Letteratura, filosofia, arte, hanno delegato la visione del futuro alla più mesta e distruttiva delle scienze inesatte, l’economia. Così dobbiamo ai centri studi delle istituzioni internazionali, delle fondazioni bancarie, degli enti di analisi strategica e politica previsioni e profezie, ulteriore effetto dell’esproprio compiuto delle nostre aspettative, delle nostre aspirazioni e dei nostri desideri ristretti all’auspicio di non essere contagiati.

I loro orizzonti hanno scadenze ambizione (quello del Sistema europeo di analisi strategica e politica si colloca nel 2030, quello delle organizzazioni dell’Onu arriva al 2050) e si compiacciono del dominio del telelavoro applicato a tutti i settori, dall’ufficio al commercio, dalla sanità allo studio, in modo che il lockdown diventi una condizione permanente che legittimi il distanziamento sociale.

Gioiscono per le ricadute sul lavoro manuale riorganizzato grazie all’automazione e alla robotica che consentono di cancellare funzioni intermedie e i loro addetti diventati superflui, mente resteranno utili minatori, cavatori, perfino qualche portuale.

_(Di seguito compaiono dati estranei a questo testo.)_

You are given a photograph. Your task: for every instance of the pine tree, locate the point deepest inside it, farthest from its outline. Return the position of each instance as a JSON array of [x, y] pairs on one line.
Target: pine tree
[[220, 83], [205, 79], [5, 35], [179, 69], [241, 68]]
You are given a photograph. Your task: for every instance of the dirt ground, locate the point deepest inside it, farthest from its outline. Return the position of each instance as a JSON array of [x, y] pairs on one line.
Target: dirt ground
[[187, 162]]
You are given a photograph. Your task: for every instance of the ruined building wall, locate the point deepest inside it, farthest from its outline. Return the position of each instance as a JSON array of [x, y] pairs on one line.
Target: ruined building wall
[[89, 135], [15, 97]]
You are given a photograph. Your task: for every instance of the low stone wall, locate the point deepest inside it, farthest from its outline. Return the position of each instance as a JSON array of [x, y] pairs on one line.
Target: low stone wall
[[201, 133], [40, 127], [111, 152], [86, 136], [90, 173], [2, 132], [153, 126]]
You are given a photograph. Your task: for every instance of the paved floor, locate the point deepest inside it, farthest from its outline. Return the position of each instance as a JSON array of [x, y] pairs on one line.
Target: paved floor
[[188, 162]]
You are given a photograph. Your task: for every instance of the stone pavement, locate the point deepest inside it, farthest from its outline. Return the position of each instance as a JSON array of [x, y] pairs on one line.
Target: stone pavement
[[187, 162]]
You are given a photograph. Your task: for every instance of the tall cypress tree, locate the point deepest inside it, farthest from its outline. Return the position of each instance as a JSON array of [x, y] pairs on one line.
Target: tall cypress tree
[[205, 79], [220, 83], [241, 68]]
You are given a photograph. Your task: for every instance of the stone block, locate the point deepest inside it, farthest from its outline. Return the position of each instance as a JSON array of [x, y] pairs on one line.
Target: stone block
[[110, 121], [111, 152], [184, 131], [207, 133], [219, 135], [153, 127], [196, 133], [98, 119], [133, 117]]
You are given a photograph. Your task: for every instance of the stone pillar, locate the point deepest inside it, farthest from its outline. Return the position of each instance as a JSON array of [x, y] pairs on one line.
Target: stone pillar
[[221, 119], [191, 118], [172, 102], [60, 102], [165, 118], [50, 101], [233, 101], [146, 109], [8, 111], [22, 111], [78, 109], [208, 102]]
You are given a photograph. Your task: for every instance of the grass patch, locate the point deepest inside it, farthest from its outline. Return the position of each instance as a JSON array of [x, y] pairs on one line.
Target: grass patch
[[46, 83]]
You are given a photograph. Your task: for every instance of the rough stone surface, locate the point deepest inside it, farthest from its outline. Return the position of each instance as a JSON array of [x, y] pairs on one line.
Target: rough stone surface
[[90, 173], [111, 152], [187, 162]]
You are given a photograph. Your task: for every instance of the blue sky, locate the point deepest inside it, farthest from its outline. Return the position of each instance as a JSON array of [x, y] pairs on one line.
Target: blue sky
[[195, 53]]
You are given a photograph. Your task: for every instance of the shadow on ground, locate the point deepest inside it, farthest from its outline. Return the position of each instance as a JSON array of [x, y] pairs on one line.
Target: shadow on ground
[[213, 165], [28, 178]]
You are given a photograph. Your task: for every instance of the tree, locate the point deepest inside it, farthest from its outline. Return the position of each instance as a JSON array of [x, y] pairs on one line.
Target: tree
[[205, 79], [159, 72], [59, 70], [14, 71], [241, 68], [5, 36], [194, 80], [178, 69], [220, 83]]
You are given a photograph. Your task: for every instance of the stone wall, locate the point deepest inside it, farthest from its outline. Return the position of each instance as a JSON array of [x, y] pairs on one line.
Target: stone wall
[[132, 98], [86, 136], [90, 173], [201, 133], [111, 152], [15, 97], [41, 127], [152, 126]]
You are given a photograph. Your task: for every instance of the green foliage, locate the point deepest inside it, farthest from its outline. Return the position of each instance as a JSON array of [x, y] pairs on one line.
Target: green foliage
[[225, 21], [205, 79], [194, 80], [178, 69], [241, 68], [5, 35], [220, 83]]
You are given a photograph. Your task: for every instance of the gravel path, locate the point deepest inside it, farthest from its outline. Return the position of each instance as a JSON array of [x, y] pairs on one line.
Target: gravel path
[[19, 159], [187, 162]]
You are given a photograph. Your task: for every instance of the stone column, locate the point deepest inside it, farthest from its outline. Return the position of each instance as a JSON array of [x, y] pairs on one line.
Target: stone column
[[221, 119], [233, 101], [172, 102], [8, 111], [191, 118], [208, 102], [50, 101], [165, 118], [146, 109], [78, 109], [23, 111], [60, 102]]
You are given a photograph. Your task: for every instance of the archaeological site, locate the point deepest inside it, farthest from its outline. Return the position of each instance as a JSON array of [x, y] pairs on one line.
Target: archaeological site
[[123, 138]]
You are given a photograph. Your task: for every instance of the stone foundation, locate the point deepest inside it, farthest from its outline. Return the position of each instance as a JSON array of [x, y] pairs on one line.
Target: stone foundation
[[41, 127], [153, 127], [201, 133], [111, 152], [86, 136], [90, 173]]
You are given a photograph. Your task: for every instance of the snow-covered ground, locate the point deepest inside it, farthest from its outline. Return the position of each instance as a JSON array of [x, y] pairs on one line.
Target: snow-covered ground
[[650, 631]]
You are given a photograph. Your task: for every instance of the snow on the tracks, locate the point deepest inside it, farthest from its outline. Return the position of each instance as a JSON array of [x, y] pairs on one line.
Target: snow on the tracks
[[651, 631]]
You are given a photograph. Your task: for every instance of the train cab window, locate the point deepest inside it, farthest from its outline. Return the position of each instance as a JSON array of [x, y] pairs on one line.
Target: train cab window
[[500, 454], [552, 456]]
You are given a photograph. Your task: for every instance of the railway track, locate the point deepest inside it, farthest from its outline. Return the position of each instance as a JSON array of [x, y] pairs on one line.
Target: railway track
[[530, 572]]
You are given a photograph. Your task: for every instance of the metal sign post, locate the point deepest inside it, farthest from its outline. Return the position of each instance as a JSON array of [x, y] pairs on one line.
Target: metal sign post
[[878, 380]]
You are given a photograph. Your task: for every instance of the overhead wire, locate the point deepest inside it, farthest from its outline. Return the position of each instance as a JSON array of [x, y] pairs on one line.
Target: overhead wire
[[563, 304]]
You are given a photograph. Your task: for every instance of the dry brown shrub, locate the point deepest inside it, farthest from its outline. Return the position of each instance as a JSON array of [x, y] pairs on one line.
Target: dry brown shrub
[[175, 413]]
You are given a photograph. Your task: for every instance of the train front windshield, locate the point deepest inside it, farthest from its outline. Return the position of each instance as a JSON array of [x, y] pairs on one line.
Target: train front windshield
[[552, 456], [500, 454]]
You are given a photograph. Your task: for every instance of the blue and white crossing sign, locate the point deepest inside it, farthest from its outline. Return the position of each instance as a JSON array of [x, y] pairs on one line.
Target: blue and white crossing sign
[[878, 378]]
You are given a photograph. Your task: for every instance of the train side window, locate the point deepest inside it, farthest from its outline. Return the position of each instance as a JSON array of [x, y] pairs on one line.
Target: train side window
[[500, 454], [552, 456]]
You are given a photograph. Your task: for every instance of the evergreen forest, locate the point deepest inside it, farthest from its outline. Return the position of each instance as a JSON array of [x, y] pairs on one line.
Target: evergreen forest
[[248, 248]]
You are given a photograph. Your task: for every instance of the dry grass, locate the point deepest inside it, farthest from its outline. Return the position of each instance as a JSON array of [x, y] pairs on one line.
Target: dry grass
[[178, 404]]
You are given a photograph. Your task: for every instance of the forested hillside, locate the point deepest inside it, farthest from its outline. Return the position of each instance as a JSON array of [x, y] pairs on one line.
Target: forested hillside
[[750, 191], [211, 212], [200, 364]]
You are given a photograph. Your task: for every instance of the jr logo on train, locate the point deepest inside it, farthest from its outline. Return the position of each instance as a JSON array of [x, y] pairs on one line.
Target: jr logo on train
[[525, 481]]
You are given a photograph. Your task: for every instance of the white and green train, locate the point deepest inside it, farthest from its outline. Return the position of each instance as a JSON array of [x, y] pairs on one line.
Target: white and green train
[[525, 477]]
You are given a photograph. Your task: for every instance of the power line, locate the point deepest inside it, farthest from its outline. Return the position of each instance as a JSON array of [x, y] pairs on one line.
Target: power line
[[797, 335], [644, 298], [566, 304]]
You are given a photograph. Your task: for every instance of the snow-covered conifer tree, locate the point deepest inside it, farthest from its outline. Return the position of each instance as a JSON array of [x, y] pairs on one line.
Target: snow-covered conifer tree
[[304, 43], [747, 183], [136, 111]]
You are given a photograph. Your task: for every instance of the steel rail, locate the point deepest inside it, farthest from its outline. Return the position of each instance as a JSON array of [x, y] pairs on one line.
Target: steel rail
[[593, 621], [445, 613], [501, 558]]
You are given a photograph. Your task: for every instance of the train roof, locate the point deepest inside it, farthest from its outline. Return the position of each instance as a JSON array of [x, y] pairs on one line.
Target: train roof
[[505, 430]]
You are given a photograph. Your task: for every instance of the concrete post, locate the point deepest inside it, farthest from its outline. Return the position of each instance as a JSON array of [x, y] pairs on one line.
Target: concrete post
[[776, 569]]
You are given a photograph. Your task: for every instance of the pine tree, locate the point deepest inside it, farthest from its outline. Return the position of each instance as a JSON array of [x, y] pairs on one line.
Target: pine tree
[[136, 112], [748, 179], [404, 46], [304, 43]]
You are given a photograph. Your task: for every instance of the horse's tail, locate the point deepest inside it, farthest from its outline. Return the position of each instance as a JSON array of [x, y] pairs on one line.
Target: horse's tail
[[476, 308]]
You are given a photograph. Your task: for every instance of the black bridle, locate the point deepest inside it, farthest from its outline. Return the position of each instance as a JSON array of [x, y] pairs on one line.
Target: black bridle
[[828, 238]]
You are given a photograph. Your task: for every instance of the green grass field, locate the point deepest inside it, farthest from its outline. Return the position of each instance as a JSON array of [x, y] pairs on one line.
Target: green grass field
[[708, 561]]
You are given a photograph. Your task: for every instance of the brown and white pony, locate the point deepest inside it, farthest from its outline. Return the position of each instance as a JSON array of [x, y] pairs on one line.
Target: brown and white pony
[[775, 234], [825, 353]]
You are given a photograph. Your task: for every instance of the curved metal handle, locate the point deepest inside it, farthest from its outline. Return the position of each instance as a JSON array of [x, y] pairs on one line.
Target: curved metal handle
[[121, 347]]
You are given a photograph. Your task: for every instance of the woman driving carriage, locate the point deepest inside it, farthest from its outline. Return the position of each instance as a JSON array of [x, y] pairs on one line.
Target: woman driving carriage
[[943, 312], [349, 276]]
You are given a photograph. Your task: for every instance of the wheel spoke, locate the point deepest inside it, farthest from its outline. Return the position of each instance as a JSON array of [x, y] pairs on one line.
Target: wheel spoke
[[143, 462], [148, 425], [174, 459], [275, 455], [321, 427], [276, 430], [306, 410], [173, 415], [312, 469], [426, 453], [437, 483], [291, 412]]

E ci rassicurano perché la crisi sanitaria che ha messo in luce tanti problemi e tante aree critiche si risolverà grazie a sistemi di previsione e monitoraggio, prevenzione e gestione delle emergenze pandemiche ma soprattutto grazie alla telemedicina, obiettivo progressivo rispetto al medico che fa dire 33 al paziente su Wathsapp per poi prescrivere tachipirina e vigile attesa.

E poi il commercio sarà online, lo shopping si sposterà tutto sul virtuale con l’effetto di mettere in crisi gli shopping malls e di dare l’illusione – anche quella artificiale – del recupero del negozio di prossimità con i prodotti a km 0 ridotti a immaginetta sul profilo, a marchio del brand definitivamente inglobato e cannibalizzato.

Proprio vero, il vecchio è morto salvo qualche sussulto nostalgico, il presente è un abisso vertiginoso di paura e sospetto, il nuovo preferisce non nascere.